Exercise: Is my hypothesis (very high scores are the result of low sampling bias) true? What type of visualization would help us to test this? In the space below, create a quick plot to ask whether there is a low-sampling bias present.

I am assuming there is a negative relationship between avg_Rating and Rating_count (fewer ratings allow for a higher avg score). A scatter plot, made with geom_point(), with Rating_Count and Rating_Value on the x and y, is a quick and easy way to visualize a relationship like this.

ggplot(data = parfumo_data_clean, 
      mapping = aes(x = Rating_Count, 
                    y = Rating_Value)) +
  geom_point()
Warning: Removed 29279 rows containing missing values or values outside the scale range
(`geom_point()`).

Warning: 29279 rows removed. Missing values or values outside the scale range - what is this? This warning appears when we attempt to plot values that are outside of the range of the X or Y axis. However, this warning also appears when there is missing data. In this case we know the range of values is 0 - 10, and from the summary() function know that both the Rating variables have 29,279 missing rows. During our initial look at summary(), we noted approx 30,000 missing rows (NAs), leaving approx 30,000 rows of data. If our initial data set didn’t have missing values, this warning would be concerning.

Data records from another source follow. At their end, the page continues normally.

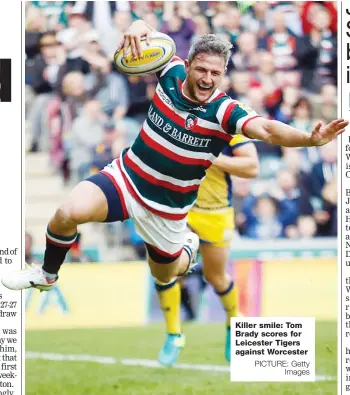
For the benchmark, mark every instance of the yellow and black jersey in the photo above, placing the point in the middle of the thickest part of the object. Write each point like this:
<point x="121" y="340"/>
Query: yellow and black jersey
<point x="215" y="191"/>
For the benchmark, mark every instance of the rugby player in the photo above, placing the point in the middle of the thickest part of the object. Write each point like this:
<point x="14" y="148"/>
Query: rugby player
<point x="212" y="219"/>
<point x="155" y="182"/>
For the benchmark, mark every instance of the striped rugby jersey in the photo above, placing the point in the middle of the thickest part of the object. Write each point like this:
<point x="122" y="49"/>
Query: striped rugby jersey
<point x="178" y="141"/>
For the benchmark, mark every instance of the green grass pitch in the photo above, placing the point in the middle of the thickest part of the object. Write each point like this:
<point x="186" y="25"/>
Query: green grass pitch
<point x="204" y="345"/>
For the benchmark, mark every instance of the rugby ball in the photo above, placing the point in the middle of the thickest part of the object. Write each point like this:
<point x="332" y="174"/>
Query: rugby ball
<point x="155" y="56"/>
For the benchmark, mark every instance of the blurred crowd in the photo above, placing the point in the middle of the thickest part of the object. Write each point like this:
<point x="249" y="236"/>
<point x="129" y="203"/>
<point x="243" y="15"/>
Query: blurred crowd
<point x="283" y="65"/>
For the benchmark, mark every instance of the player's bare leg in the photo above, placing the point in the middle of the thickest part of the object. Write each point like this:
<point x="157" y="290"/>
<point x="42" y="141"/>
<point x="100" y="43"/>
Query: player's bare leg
<point x="169" y="294"/>
<point x="86" y="203"/>
<point x="214" y="260"/>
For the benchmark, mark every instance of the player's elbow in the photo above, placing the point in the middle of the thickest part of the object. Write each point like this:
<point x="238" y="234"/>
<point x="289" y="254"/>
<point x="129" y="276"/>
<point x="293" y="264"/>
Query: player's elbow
<point x="270" y="134"/>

Warnings can be suppressed, but since we won’t be keeping them in the final plot it’s not critical and I prefer to leave them showing while working through exploratory analysis plots.

It seems there is a relationship between Rating_Value and Rating_Count - one we can probably conceptualize quite well! Scents with fewer ratings exhibit the highest and lowest values. Why is this? Presumably all perfumes receive some very high and very low scores based on personal preference. If a perfume has only a small number of ratings, the rating_value is skewed towards those extreme scores. Perfumes with more ratings are gravitating towards a point just below 7.5. This matches with mean and median Rating_Value of 7.35 and 7.40, respectively, which we noted from the summary() function at the start of this episode. It makes sense that as the number of ratings increases, the average rating converges on a middle-ground.

Importantly, I think this is reasonable grounds to filter our data based on a Rating_Count threshold, since perfumes with a low Rating_Count can be skewed. I need to define a filter threshold, and I’ll use the median value of Rating_Count (19): rows (perfumes) will only be kept if they have been rated 19 times or more.

An aside

I’ll also take a guess that there will be relationship between Rating_Count and Release_Year. I imagine that newer perfumes will have more ratings due to the internet, marketing, and population. This is important because if we are filtering based on a Rating_Count threshold, we need to be aware this is reducing the likelihood of older Brands appearing.

ggplot(data = parfumo_data_clean, 
        mapping = aes(x = Release_Year, y = Rating_Count)) +
  geom_point()
Warning: Removed 34977 rows containing missing values or values outside the scale range
(`geom_point()`).

Decisions

I have decided to filter perfumes/rows based on a criteria of having been rated 19 or more times (based on the median rating_Count of 19). Perfumes rated fewer than 19 times will be excluded from the analysis.

Exercise: Discuss with others - do you agree with the decision to filter like this? Can you propose an alternative method? Is our threshold of 19 reasonable?

Transformations

Transforming data is a term that includes grouping data (as we did above, for Brands), arranging (sorting), moving or renaming columns, etc.,. It also applies to filtering, which we are about to perform. I think there is a distinction between sorting rows or renaming columns and filtering, which is the removal of data from further analysis, so I’m giving it a separate subsection.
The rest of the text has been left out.